La groupie, qui a pour spécificité le potentiel don de son corps, est généralement une femme. « Les vedettes masculines du rock dans les sixties étaient contentes de profiter des avantages qui leur étaient accordés. Peu de chanteurs se plaignent des faveurs sexuelles. Mais l’homme qui suit une chanteuse ou une actrice est très vite rangé dans la catégorie des stalkers, des harceleurs. Ca rejoint la réalité des relations hommes – femmes. »

Fans, groupies, les deux catégories sont affublées de connotations péjoratives. L’image d’un public aveugle, immature, excessif, sans recul ni distance. « Mais un public disqualifié par l’objet de sa passion, précise Segré. On n’utilisera pas ces termes si l’objet culturel est considéré comme noble.

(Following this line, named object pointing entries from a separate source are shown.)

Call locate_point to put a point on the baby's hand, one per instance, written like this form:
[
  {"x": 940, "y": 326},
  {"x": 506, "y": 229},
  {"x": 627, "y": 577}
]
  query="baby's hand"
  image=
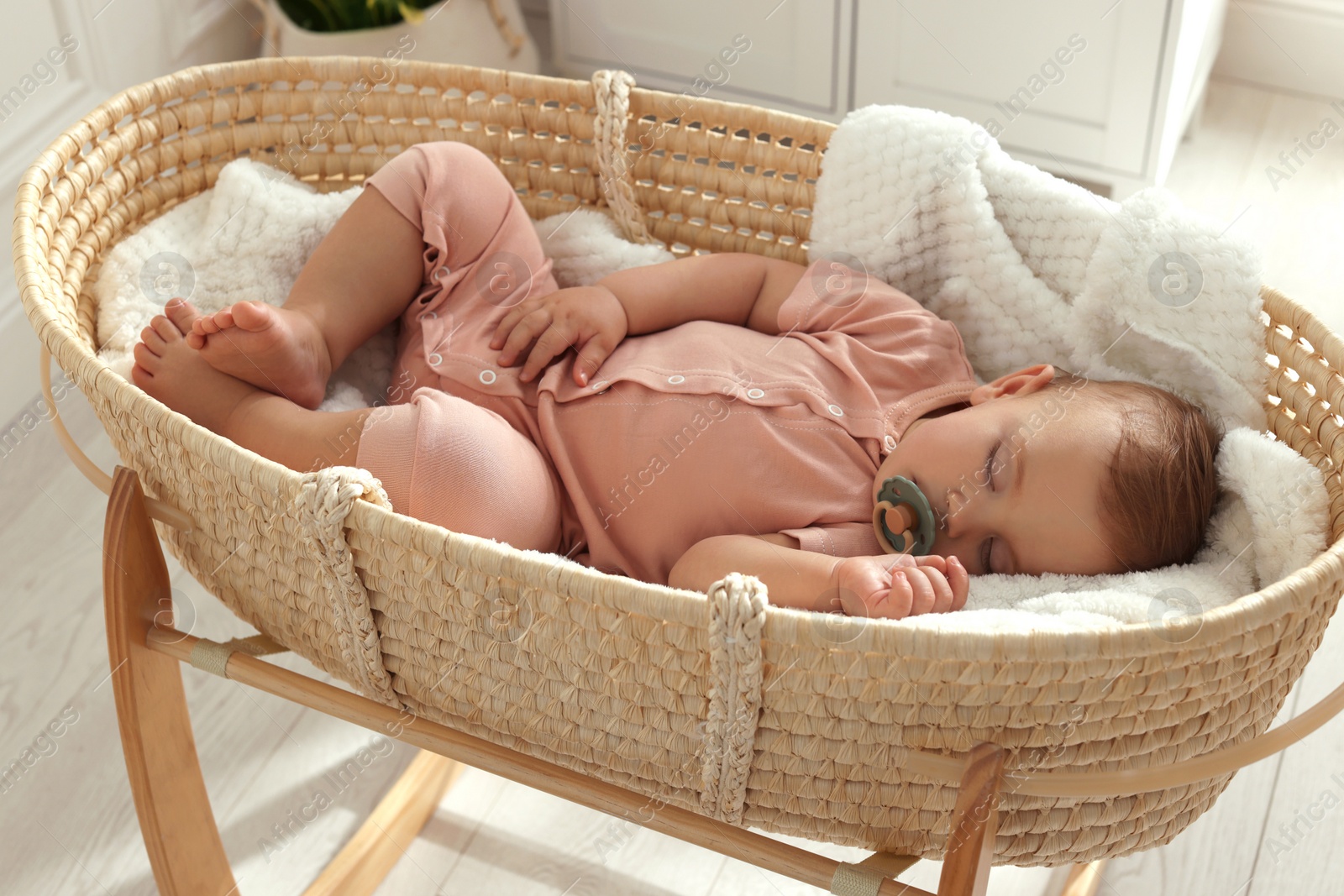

On ne reprochera jamais à quelqu’un par exemple de retourner sur les terres où a vécu Mozart… »

Chair pornographique

« Il est arrivé que des filles que nous avions embauchées pour une tâche ou l’autre disparaissent avec le chanteur pendant l’après-midi, explique Philippe Kopp de LiveNation. Mais je n’ai jamais vraiment croisé de groupie dans mon boulot. J’ai entendu des anecdotes. Des histoires de filles qui montent dans le bus, se font, pardonnez-moi l’expression, tirer sur la banquette du fond par les musiciens qui quand ils ont fini, les déposent sur le bord de la route à 150 kilomètres de là où elles sont montées. On a aussi régulièrement des fans qui s’arrangent pour rencontrer le chanteur et terminer dans son lit. Il y a des spécialistes parmi les artistes. Parfois des gens mariés avec enfants. Mais ce ne sont pas des filles qu’on voit revenir de concert en concert. »

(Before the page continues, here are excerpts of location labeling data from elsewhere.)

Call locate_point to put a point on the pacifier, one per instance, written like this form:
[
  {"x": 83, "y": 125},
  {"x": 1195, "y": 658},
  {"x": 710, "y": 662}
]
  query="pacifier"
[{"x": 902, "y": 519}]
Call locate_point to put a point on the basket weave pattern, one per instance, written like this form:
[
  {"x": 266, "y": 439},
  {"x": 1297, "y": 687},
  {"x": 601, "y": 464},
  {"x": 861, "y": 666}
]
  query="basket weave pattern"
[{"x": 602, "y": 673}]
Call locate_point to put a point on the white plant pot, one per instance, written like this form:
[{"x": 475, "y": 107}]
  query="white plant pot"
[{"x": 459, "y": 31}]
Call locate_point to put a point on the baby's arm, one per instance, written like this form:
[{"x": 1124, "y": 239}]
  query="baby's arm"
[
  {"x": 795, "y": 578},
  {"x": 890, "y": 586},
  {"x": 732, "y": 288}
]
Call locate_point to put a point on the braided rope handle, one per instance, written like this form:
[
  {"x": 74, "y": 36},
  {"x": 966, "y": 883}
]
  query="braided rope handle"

« J’ai le sentiment que la carrière d’une Pamela Des Barres est exceptionnelle, reprend Gabriel Segré. Très peu de femmes sont entrées dans la garde rapprochée d’artistes pour quasiment devenir elles-mêmes des vedettes. La plupart n’étaient que des objets sexuels. Quelque part une chair pornographique. Et ça, ça n’a sans doute pas beaucoup changé. »

Si ce n’est que le hip hop et le sport ont sans doute remplacé le rock. « Dans Je suis le footballeur masqué, un joueur professionnel anonyme raconte la culture de son métier et son rapport aux filles. Il parle de groupies et de hiérarchie. Du fait que la plus grosse star de la plus grosse équipe sortira de boîte au bras de trois demoiselles, là où le remplaçant du FC Nantes s’en ira avec les restes. »

« La musique est moins bling bling qu’avant et il y a beaucoup plus d’argent immédiat dans le foot, remarque Philippe Kopp. N’importe quel joueur a une Porsche même s’il ne sait pas la conduire. »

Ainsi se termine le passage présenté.